2.6.1 Abgesehen davon, dass der auf die Obsorgeberechtigung abstellende Wortlaut für den Standpunkt des Klägers spricht, bestehen keine Anhaltspunkte dafür, dass der Anspruchsberechtigung des Klägers ein „Missbrauch“ entgegenstehen könnte:

2.6.2 Der Kläger befand sich im Anspruchszeitraum in Karenz und bezog Familienbeihilfe für das Kind. Die Mutter des Kindes übte im Anspruchszeitraum eine Vollzeitbeschäftigung aus. Anhaltspunkte dafür, dass der Kläger oder die Mutter des Kindes in diesem Zeitraum (missbräuchlich) andere Leistungen beziehen hätten wollen, die man nur erhält, wenn man im gemeinsamen Haushalt mit dem Kind lebt, liegen nicht vor.

3. Lässt sich die relevierte Rechtsfrage somit unmittelbar aufgrund des Gesetzes und seiner Materialien zweifelsfrei lösen, stellt sich insoweit keine Rechtsfrage von der von § 502 Abs 1 ZPO verlangten Qualität (RS0042656 [T54]).
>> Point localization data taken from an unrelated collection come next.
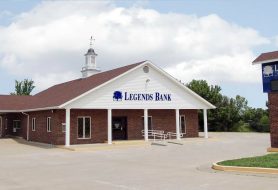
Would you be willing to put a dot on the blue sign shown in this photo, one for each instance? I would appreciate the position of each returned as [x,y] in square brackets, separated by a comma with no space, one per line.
[269,73]
[156,96]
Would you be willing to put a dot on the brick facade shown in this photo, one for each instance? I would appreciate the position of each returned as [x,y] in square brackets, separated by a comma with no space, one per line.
[161,120]
[273,117]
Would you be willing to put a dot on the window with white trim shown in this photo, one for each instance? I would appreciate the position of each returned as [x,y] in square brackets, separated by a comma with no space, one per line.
[84,127]
[16,124]
[63,127]
[33,124]
[48,124]
[150,122]
[182,124]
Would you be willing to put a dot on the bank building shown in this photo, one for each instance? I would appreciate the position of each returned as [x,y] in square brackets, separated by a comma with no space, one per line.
[137,101]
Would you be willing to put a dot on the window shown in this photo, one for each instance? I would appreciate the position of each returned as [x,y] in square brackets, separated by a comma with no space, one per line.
[63,127]
[84,127]
[150,123]
[48,124]
[182,124]
[16,125]
[33,124]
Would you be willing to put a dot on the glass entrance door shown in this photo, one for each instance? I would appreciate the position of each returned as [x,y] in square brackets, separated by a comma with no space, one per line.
[119,128]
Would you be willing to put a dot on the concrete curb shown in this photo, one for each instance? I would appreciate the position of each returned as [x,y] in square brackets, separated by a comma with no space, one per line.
[270,149]
[99,147]
[244,169]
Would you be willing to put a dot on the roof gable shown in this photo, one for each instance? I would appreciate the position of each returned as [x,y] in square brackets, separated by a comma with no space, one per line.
[61,93]
[159,82]
[266,57]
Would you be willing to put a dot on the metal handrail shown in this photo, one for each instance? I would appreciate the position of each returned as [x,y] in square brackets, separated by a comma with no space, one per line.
[170,134]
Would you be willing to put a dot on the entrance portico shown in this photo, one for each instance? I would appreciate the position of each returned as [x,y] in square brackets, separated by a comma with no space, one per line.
[152,96]
[102,127]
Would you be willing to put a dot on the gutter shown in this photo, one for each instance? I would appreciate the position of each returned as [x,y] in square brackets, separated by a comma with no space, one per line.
[1,126]
[27,125]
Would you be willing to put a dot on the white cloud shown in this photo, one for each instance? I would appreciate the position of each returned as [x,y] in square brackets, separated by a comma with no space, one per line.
[48,42]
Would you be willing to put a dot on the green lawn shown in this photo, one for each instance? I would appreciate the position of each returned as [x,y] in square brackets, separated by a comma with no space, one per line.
[266,161]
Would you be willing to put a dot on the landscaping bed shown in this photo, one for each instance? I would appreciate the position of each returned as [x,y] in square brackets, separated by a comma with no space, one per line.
[266,161]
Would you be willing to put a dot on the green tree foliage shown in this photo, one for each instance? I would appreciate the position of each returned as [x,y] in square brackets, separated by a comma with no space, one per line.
[24,87]
[232,114]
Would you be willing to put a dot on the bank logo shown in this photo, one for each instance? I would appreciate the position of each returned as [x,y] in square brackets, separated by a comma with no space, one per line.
[268,71]
[117,96]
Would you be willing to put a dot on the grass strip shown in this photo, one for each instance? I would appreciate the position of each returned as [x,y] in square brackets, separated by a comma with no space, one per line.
[266,161]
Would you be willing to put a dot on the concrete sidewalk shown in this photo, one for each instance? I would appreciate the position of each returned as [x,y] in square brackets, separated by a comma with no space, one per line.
[173,166]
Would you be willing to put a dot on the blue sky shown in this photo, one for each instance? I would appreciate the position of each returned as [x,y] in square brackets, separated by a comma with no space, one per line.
[259,16]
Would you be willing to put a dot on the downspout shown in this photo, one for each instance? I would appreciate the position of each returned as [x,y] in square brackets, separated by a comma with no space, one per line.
[1,125]
[27,136]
4.1 Die Ansicht der Revisionswerberin, der Anspruch auf Kinderbetreuungsgeld wäre bei getrennt lebenden Elternteilen ganz generell (also auch wenn kein Missbrauchsproblem vorliegen sollte) nur dann zu bejahen, wenn der antragstellende Elternteil nicht nur obsorgeberechtigt sei, sondern darüber hinaus sein Wohnsitz als Haushalt der hauptsächlichen Betreuung festgelegt sei, findet im Gesetzeswortlaut keine Deckung. Er lässt sich auch weder aus den Gesetzesmaterialien, noch aus dem Erkenntnis des VfGH vom 9. 10. 2015, G 152/2015, VfSlg 20018 ableiten. Der Verfassungsgerichtshof hat im Interesse des Kindeswohls (ausnahmsweise) die Vereinbarung bzw Festlegung einer annähernd gleichteiligen Ausübung der Betreuung als zulässig angesehen, aber auch in diesen Fällen daran festgehalten, dass die Festlegung des Haushalts der hauptsächlichen Betreuung geboten sei, wenn auch nur als nomineller Anknüpfungspunkt für andere Rechtsfolgen, deren Grundlage ein bestimmter Aufenthaltsort ist, etwa des Hauptwohnsitzes im Sinn des Melderechts oder der Geltendmachung von Familien- und Wohnbeihilfen (RS0130981). Dieses Erkenntnis lässt sich jedoch nicht dahin interpretieren, dass die in § 2 Abs 6 iVm Abs 8 KBGG geregelten Anspruchsvoraussetzungen auf Kinderbetreuungsgeld (entgegen deren Wortlaut) abgeändert werden sollen, indem zusätzlich zur Obsorgeberechtigung auch der Wohnsitz des Anspruchswerbers als hauptsächlicher Aufenthaltsort des Kindes festgelegt sein muss.

4. Die außerordentliche Revision ist daher als unzulässig zurückzuweisen.